You don’t realise until you lose it and we’re in the business of ensuring that you never lose it.  The whole reason behind WellData is to have a quiet time.  We keep on top of things all the time making sure that backups work making sure the restore procedures are feasible and doable making sure that the performances is adequate so it works making sure of capacity planning so that you don’t run out of space. All of these things on and on and on so there is no excitement every day.
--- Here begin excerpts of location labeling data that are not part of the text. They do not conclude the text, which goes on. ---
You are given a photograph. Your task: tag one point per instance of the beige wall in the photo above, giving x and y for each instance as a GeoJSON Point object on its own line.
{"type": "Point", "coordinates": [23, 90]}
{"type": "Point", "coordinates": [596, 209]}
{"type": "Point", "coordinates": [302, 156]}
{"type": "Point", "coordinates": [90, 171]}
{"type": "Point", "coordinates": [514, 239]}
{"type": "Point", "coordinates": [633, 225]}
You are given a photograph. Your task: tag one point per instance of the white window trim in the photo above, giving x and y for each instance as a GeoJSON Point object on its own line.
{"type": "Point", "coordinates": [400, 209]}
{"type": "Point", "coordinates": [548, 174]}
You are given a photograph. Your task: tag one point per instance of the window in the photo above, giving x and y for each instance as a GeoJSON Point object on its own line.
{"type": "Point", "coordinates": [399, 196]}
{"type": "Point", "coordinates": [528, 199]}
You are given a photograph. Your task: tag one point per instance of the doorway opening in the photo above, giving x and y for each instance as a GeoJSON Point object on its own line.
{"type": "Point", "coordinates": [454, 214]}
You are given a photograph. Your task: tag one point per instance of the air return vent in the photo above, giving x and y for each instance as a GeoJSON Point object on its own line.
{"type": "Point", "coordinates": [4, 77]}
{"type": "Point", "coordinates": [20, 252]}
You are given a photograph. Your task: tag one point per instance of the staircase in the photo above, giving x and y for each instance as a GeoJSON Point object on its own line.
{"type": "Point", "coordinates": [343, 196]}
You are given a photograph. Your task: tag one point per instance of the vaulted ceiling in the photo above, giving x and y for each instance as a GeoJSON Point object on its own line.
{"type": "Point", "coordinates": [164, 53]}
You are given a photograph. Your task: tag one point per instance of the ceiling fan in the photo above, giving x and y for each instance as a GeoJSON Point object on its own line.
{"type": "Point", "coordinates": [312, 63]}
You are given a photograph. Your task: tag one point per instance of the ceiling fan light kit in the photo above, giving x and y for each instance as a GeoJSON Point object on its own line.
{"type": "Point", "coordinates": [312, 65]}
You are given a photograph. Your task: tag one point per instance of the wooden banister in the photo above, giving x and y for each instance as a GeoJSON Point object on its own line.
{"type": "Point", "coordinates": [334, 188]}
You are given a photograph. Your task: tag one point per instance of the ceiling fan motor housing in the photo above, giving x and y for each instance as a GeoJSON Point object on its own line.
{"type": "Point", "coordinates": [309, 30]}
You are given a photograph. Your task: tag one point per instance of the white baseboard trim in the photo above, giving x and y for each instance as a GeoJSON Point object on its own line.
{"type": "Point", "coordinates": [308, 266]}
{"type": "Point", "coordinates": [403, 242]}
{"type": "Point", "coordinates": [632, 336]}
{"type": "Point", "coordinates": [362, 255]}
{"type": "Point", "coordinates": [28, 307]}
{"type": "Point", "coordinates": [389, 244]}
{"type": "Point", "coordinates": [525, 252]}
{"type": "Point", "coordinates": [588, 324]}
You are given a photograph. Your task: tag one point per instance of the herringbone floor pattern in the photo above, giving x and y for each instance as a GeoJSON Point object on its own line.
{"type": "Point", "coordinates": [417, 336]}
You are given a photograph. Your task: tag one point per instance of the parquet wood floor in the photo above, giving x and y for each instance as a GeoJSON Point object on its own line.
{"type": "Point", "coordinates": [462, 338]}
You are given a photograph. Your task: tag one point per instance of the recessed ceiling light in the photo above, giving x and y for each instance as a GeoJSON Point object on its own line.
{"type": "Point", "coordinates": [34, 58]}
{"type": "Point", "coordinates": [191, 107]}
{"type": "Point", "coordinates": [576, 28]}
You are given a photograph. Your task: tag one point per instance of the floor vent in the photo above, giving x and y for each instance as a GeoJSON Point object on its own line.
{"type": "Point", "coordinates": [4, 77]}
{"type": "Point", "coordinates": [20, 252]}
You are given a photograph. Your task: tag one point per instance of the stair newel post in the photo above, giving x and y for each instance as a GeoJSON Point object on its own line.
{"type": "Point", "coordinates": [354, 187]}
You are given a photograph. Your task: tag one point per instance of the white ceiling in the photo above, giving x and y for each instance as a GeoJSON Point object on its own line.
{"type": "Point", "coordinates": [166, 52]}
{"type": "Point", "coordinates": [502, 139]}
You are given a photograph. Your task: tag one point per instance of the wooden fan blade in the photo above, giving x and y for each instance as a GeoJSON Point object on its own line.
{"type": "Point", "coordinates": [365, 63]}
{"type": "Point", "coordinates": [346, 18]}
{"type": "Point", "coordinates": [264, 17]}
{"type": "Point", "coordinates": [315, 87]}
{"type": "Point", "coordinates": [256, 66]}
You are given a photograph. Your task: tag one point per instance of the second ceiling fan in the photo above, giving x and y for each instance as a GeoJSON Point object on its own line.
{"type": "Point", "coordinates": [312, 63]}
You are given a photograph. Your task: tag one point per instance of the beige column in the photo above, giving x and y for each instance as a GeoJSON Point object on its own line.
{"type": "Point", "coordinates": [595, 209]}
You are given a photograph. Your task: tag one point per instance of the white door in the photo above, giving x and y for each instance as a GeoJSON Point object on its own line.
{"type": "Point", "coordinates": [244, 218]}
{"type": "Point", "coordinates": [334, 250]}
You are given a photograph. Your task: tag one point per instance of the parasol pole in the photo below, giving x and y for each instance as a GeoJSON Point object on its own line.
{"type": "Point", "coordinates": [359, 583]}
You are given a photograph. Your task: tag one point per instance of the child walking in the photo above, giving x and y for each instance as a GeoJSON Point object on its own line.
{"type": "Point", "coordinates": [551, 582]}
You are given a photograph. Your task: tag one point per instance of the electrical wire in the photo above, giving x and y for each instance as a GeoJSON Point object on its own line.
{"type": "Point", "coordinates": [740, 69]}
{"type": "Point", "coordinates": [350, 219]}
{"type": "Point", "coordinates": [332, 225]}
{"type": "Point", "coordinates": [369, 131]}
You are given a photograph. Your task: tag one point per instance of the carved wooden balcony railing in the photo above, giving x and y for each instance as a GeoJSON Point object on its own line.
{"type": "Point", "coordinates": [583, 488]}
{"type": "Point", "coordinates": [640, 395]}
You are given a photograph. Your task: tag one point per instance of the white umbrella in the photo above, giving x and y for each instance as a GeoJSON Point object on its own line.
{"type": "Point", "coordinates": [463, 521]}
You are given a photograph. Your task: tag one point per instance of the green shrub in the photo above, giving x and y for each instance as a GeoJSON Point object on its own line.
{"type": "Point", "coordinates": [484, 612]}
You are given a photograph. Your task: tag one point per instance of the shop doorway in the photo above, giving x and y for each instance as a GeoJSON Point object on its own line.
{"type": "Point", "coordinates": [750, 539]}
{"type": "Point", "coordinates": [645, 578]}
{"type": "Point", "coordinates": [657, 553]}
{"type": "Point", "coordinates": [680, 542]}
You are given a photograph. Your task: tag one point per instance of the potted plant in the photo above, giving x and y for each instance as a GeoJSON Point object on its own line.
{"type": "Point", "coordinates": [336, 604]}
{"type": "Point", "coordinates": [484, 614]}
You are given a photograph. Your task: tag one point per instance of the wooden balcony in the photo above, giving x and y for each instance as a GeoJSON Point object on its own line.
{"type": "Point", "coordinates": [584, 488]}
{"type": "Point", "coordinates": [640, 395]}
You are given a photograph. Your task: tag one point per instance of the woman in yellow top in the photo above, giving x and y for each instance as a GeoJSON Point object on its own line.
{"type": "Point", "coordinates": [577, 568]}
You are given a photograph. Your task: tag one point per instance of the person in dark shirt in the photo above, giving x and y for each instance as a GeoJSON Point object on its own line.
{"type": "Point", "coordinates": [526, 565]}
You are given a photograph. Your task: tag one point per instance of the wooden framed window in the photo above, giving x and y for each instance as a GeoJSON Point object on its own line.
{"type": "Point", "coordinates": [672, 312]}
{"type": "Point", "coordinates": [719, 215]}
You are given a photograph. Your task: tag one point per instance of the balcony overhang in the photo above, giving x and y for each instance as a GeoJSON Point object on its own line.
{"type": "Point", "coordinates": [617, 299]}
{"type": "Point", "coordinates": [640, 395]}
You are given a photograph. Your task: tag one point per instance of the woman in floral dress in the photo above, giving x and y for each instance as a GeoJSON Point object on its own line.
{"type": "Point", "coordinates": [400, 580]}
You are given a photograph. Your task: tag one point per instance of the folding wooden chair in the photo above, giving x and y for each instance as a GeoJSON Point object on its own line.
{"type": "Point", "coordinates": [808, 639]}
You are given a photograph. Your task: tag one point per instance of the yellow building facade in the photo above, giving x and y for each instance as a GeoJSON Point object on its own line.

Every day in every way you come into work and the database is there as you expect it to be because we’ve been doing our job in the background

Failure or for instance problems with the database is already a failure you’ve got to avoid that.  Not fix it quickly that’s not the way to do it.  Fixed before fail, not run around like a headless chicken trying to fix a problem that should not have been there in the first place.

 

Giulia Iannucci

Fantastic thank you so much.  Now if I could ask you one final question?  Do you have a message for people who are listening to us especially considering that unfortunately things in the office are changing and companies are changing so much would you have any message for the people who are listening today?

 

Phill Clayton

Well everybody seems to be working from home now like we are but a lot of projects have come to an end and there’s a lot of people on furlough and what have you.  IT systems have to keep on moving forwards.  You can’t just leave them and we are quite used to teleworking/working from home and what have you there’s no reason why the projects shouldn’t move forward.  WellData is very experienced in becoming part of a company’s overall IT support team, so allowing them to do their work whilst we keep all the databases functioning in the background, integrating into their IT support structure, making everything work seamlessly, that’s our watchword.  So I’d say to people if you haven’t used us before give us a call and see how we can help you and your business.

 

Giulia Iannucci

Thank you very much Phil thank you for your time and until next time

 

Phill Clayton

Thank you very much Giulia and lovely to talk to you.